En todo caso, esa clase de política es la única salida practicable, y es preciso tomar conciencia de que el camino hacia la salida recién ha comenzado. Sería insensato suponer que el peligro se ha alejado, siquiera apreciablemente. El Uruguay –a la hora de criticar me vuelvo a mi solar nativo– sigue siendo un país básicamente socialista no nos hagamos ilusiones. Es socialista, básicamente, su educación; su seguridad social lo es totalmente; su sistema de atención médica, al menos en grado predominante. El área de las empresas estatales, sin contar con que se estructuran y pretenden orientarse sobre principios radicalmente distintos de los de la empresa capitalista, es enorme. La industria automotriz y la de la carne son dos paradigmas de dirigismo socializante, que se reflejan en numerosos espejos a lo largo y a lo ancho de la economía. ¿Y quién duda de que sería posible seguir dando más y más ejemplos?
Es estimulante haber registrado una tasa de crecimiento del 8 y algo por ciento en 1979, pero sabemos que esa golondrina no hará verano.
El Uruguay, en el fondo, no ha cambiado sustancialmente desde que fue reconocido como uno de los fracasos económicos más estrepitosos, y sus perspectivas para los próximos años permanecen inciertas. No se trata de afirmar que ya estaríamos mejor si se hubiesen tomado las medidas que prescribe una política de competencia.
Tal vez estaríamos, hoy mismo, en una situación más azarosa –ya que no hay cambios sin costos– pero habríamos ganado el derecho a una esperanza que por ahora debemos reputar harto problemática.

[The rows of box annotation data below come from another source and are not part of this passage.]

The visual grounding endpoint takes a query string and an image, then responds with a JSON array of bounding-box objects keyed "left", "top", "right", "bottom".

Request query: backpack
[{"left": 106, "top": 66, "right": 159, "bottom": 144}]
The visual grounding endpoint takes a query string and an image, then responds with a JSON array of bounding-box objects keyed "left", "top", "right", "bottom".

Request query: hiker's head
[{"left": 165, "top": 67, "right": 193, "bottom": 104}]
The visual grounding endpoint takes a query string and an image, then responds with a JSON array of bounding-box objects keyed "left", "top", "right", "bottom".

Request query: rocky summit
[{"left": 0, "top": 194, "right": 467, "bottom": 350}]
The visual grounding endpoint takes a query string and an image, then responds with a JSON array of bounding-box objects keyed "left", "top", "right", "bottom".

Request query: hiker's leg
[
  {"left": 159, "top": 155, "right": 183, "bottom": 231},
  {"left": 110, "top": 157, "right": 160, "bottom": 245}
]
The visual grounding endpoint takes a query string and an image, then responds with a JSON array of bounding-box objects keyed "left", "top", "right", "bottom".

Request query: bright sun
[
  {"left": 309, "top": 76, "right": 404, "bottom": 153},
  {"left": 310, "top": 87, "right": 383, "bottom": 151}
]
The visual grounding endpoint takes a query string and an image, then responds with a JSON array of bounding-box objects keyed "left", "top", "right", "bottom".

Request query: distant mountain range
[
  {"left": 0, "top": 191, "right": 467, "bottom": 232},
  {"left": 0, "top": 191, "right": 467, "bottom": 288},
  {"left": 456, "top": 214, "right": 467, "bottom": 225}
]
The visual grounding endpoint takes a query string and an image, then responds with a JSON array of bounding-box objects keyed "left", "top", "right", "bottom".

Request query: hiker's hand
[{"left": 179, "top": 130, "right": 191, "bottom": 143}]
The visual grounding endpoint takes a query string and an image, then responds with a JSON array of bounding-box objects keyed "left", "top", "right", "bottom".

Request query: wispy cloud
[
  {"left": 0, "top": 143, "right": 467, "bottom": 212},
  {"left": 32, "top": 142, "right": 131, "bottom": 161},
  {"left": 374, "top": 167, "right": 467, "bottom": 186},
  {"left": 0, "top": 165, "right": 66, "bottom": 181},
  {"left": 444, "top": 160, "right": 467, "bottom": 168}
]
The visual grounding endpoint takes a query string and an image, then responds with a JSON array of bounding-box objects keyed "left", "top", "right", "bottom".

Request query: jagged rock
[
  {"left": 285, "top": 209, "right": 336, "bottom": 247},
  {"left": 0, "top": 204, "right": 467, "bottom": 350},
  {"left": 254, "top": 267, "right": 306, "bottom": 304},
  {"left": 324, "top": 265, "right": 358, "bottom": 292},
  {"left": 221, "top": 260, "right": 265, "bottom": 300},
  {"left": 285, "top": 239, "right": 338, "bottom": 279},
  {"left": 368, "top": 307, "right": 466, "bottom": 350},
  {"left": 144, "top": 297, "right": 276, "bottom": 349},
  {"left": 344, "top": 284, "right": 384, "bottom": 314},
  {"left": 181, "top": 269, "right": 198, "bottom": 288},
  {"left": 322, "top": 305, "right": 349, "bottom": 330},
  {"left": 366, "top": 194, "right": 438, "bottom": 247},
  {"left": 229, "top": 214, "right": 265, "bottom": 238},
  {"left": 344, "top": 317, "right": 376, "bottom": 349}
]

¿Creemos en la competencia? De ser así, está todo por hacer, o casi todo. ¿Qué sensación puede haber más estimulante, que sentirse parte de un país en que todo está por construir, o reconstruir, según se prefiera? Esa sensación puede ser nuestra. Ese país que se entrevé de nuevo pujante y lozano, puede ser el Uruguay. Pero ese resultado no nos lloverá del cielo. Nadie tiene derecho a pensar que lo ya hecho, y lo insinuado para el futuro, es suficiente. Una política de competencia radical, que barra con toda la estructura socialista y socializante que nos mantiene básicamente postrados, es la única que puede lograrlo. Ni hay otro camino, no sobra el tiempo para emprender el que tenemos.